言っている間に、ジェリックは真面目な顔になり、お兄さんに言う。


「隠者殿に相談する事はなにか、違う気がするのですが……お話を聞いていただいてもいいですか」


「ここで巡り合ったのも何かの縁になるのだろう。お前がそれを抱えているのも。アラズ、扉の外に出なさい。大丈夫、さすがに自宅を吹っ飛ばす訳はない」


「アンジューも外に出なさい。隠者殿が相談を受けてくれるようだから」


おれとアンジューはそうして、外に出された。おれは扉の前に座り込み、何か異変があったら素早く動けるように、身構えておく。

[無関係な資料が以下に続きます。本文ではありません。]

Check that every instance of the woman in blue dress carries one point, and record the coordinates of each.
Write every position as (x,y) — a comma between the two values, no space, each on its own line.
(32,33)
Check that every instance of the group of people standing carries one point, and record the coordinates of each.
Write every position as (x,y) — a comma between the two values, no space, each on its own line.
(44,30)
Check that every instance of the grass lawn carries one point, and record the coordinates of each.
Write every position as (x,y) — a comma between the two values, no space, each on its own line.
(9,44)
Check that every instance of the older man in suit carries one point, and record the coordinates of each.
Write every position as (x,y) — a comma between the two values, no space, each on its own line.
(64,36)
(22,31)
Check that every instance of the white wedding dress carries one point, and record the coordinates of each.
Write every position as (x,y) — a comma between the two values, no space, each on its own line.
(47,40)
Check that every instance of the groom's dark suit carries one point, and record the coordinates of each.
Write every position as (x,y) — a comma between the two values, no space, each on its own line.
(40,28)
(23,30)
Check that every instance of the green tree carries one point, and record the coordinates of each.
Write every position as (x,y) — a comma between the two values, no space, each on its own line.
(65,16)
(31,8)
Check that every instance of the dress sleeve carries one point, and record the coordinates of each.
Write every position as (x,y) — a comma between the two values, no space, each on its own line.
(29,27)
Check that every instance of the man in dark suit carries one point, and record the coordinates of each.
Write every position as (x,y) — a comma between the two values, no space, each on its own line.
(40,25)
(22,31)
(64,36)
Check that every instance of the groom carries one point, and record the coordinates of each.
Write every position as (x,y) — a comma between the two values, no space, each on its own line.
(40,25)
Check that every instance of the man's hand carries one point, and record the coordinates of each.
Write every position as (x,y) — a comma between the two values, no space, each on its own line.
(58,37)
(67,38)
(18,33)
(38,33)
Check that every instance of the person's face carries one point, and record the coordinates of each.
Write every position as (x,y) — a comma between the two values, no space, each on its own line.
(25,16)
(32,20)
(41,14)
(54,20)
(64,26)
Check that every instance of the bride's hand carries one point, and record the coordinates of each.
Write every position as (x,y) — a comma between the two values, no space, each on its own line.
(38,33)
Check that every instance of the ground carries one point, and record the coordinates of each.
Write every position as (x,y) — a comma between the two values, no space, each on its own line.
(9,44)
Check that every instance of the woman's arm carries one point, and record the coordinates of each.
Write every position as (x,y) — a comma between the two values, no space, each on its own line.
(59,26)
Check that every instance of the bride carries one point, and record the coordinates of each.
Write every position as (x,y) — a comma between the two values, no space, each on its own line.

アンジューは盗み聞きをしたそうだけれど、出来ないようだ。


「そうだお前、吹っ飛ばしてくる相手どんな奴なんだよ」


お兄さんとジェリックの話が終わるまで暇なので、おれはここで話をする事にした。

アンジューも言いたい事が溜まっていたのだろう。


「とても我儘だ」


「わがままで」


「気が強くて人の悪口ばかり言う。そのくせ干渉したがって、いう事を聞かないと怒り出す。上から目線がひどすぎる」


「それってどうなのよ、人格的に」


さすがにないわ、と思ってりゃ、アンジューも身を乗り出す。


「だろう!? だが地竜の上の方の奴だから、偉そうなんだ。子分はたくさんいるのに、どうしてか俺にかかわりたがる。それが迷惑で極まりない。おかげで恋人にも泣きながら別れられた」


「その相手外道だな……そこまでするような事するか。それともアンジューの恋人に横恋慕してたのか」


「それだけはないんだが……本当に付き合いきれない奴なんだ」


アンジューが大きく溜息を吐いた。


「このままだと、数日後にある校外学習で大変な事になるんじゃないかと、不安でいっぱいだ」


「校外学習」


「学校の外での活動だ。今年はフィールドのとある地点で、到着したという印をとってきて、アシュレに戻るという道なんだ」


「お前らフィールドの魔物を倒せるのかよ」


「そこそこ。この校外学習は、倒せる者限定の活動なんだ。最高学年が多いな。もしも手に負えない魔物だった場合、同伴する護衛が何とかしてくれたり、逃げ道を探してくれたりする事になっている」


「護衛付きとか甘いだろ」


「死んだら大変だろう」


「そうだな」


おれはその後、去年の校外学習は職人のなかで手伝いを行う物だったとか、そう言った昔の話を聞く事になった。

学園の生徒はお金持ちが多くて、自分たちと同じ層以外の事を何も知らないことも多いから、世間を学ぶために学校が、いろいろ取り組んでいるらしい。

取り組むんだったら、術の付加の事くらい教えておけよ、とおれは内心で突っ込んでしまった。